2.3.4 Deux formulations antagonistes de l'héroïsme excessif

L'héroïsation par comparaison et l'usage d'un chromatisme fondé sur une dominante verte apparaissent comme les points communs principaux entre les deux versions de Hulk, par ailleurs très rapprochées dans le temps. Cependant, leurs représentations respectives du corps héroïque, quoique monstrueux, diffèrent grandement. La version d'Ang Lee se veut plus éclectique, presque psychédélique par certains aspects, même si elle n'atteint pas les excès du Batman & Robin de Schumacher (1997). Plastiquement, le film relève en effet d'une adaptation plus "pop" : le vert arboré par Hulk est éclatant, et ses expressions, plutôt humaines, le rapprochent d'un personnage de cartoon. Les aspects les plus graphiques du comic book sont également réinjectés dans le film.

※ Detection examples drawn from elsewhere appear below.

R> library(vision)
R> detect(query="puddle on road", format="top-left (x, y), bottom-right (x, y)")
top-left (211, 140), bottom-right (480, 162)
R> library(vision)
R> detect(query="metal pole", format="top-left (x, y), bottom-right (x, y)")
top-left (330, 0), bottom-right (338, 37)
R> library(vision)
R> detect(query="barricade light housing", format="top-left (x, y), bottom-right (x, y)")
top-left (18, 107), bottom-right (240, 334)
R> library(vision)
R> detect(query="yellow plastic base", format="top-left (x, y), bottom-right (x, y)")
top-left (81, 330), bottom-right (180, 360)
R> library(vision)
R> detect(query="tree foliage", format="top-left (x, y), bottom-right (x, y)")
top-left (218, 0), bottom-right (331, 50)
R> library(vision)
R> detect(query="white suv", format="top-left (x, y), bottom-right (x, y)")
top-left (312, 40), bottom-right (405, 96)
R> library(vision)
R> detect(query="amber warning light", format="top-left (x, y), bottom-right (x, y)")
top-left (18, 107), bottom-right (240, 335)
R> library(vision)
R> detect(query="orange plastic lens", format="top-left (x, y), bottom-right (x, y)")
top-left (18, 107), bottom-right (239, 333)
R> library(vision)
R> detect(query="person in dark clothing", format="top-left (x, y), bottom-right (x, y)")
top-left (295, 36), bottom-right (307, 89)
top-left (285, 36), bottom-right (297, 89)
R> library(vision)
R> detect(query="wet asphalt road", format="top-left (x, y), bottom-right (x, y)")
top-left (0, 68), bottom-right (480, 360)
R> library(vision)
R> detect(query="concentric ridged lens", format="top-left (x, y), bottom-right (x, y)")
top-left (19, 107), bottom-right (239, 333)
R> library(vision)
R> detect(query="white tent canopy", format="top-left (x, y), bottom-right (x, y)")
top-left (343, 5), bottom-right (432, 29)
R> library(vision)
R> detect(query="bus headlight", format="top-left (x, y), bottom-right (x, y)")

Au niveau de la matière même du film, ce rapprochement est manifeste. Ang Lee utilise le split screen à de nombreuses reprises, tantôt de façon conventionnelle (pour représenter la conversation de deux personnages au téléphone) tantôt d'une manière qui rappelle la case du comic book (pour montrer le regardant et les regardés dans plusieurs fractions du plan). Ces split-screens sont d'ailleurs mobiles : élastiques, ils disparaissent dans un coin de l'image pour amener une autre représentation fractionnée de l'action. Ang Lee recourt même une fois à un procédé original qui consiste pour la caméra (fictive876) à s'éloigner du split-screen pour laisser entrevoir un paysage de fragments – le spectateur retrouve alors la page comme unité narrative, combinée à celle, plus attendue, du plan. Enfin, l'accent est mis dans cette version sur les aspects psychologiques du personnage de Bruce Banner. Dans ce traitement du récit, Hulk est d'abord vu comme le résultat d'une fêlure à l'endroit du père – l'accident dans le laboratoire n'étant au fond qu'un accélérateur, qui permet cependant de spécifier la nature fondamentalement bonne de Bruce (il se sacrifie pour sauver son collègue).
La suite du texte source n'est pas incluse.